Une approche innovante : les femmes au cœur du changement
Toutefois, la nouveauté et la force du plan présenté résident dans son levier principal : le leadership féminin. Historiquement gestionnaires de l’eau et de la propreté au sein des foyers, les femmes sont les premières touchées par les conséquences de l’insalubrité, mais aussi les mieux placées pour en être les architectes du changement. C’est pourquoi la masterclass qui a suivi la cérémonie protocolaire était intégralement dédiée à leur outillage. « Il est temps de reconnaître et de renforcer le rôle stratégique des femmes dans ce combat pour la santé de tous. « Leur vision pragmatique et leur influence sont des atouts incontournables pour bâtir un avenir plus sain », a déclaré avec conviction la promotrice du Centre AFIRI.
Cette vision a reçu un écho institutionnel puissant.

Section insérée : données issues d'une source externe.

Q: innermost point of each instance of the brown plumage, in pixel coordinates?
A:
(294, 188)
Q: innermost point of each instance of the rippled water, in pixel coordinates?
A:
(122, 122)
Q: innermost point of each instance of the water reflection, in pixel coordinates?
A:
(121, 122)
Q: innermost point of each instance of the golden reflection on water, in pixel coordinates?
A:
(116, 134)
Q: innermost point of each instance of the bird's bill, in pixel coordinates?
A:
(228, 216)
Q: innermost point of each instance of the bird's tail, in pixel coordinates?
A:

En particulier, la ministre des Enseignements secondaires, le professeur Pauline Nalova Lyonga Egbe, a salué cette initiative dans son discours de clôture, soulignant la synergie entre la vision associative et les priorités gouvernementales. « Offrir un cadre sain à nos enfants est une exigence non négociable. « L’initiative qui associe leadership féminin, sensibilisation et action concrète dans nos écoles est un modèle à amplifier », a-t-elle affirmé, donnant ainsi une légitimité nationale au projet.
Des résultats concrets attestés par les autorités
L’efficacité de l’approche prônée par l’ACAHIJEC ne relève pas du simple postulat. Ainsi, Henri Bomba, responsable de la cellule de communication au ministère des Enseignements secondaires, a pu en attester lors des échanges. « Nous observons une nette amélioration de l’état des sanitaires dans de nombreux lycées et collèges grâce à des actions de terrain impliquant les communautés, notamment les femmes. « Cette propreté retrouvée améliore directement le climat scolaire », a-t-il témoigné. Ce constat, croisant le point de vue de l’État et celui du terrain, démontre la pertinence d’un modèle qui dépasse la simple action ponctuelle pour inscrire le changement dans la durée.

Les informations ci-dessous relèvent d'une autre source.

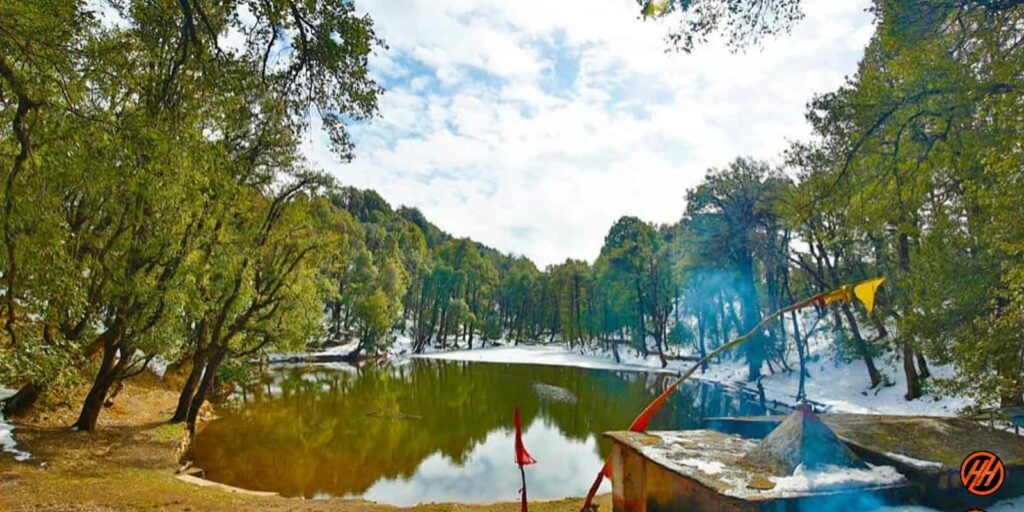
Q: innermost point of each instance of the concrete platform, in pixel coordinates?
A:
(704, 470)
(928, 450)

Un projet de société holistique
Finalement, le plan d’action d’Yvonne Flore Belema dépasse largement le cadre technique de l’assainissement. En réalité, il s’agit d’un projet de société holistique qui lie santé, éducation, autonomisation des femmes et entrepreneuriat des jeunes. L’intervention d’Assembe Henri-Séverin, coordonnateur national des Synergies entrepreneuriales, en a tracé les contours économiques. « Pour construire des solutions durables, nous devons connecter les entrepreneurs aux bons écosystèmes et instaurer un dialogue constant entre le public et le privé. « La rigueur que nous appliquons à l’esprit d’entreprise, nous devons l’appliquer à la transformation de notre environnement », a-t-il plaidé, appelant à une mobilisation de tous les acteurs.
En définitive, le lancement de cette saison 2025-2026 des Grands Mentors AFIRI est bien plus qu’un événement protocolaire. C’est le signal de départ d’une mobilisation concrète, fondée sur la reconnaissance du pouvoir d’action des femmes. Alors que des pays voisins comptent encore les jours d’école perdus à cause des maladies liées à l’insalubrité, le Cameroun, à travers des initiatives comme celle de l’ACAHIJEC, esquisse une autre voie. Une voie où le leadership féminin, pragmatique et déterminé, nettoie, éduque et construit, faisant de chaque école, de chaque quartier, un lieu où la dignité et la santé ne sont plus compromises. Le défi est immense, mais les fondations, désormais, sont solides et portées par celles qui ont toujours été en première ligne : les femmes.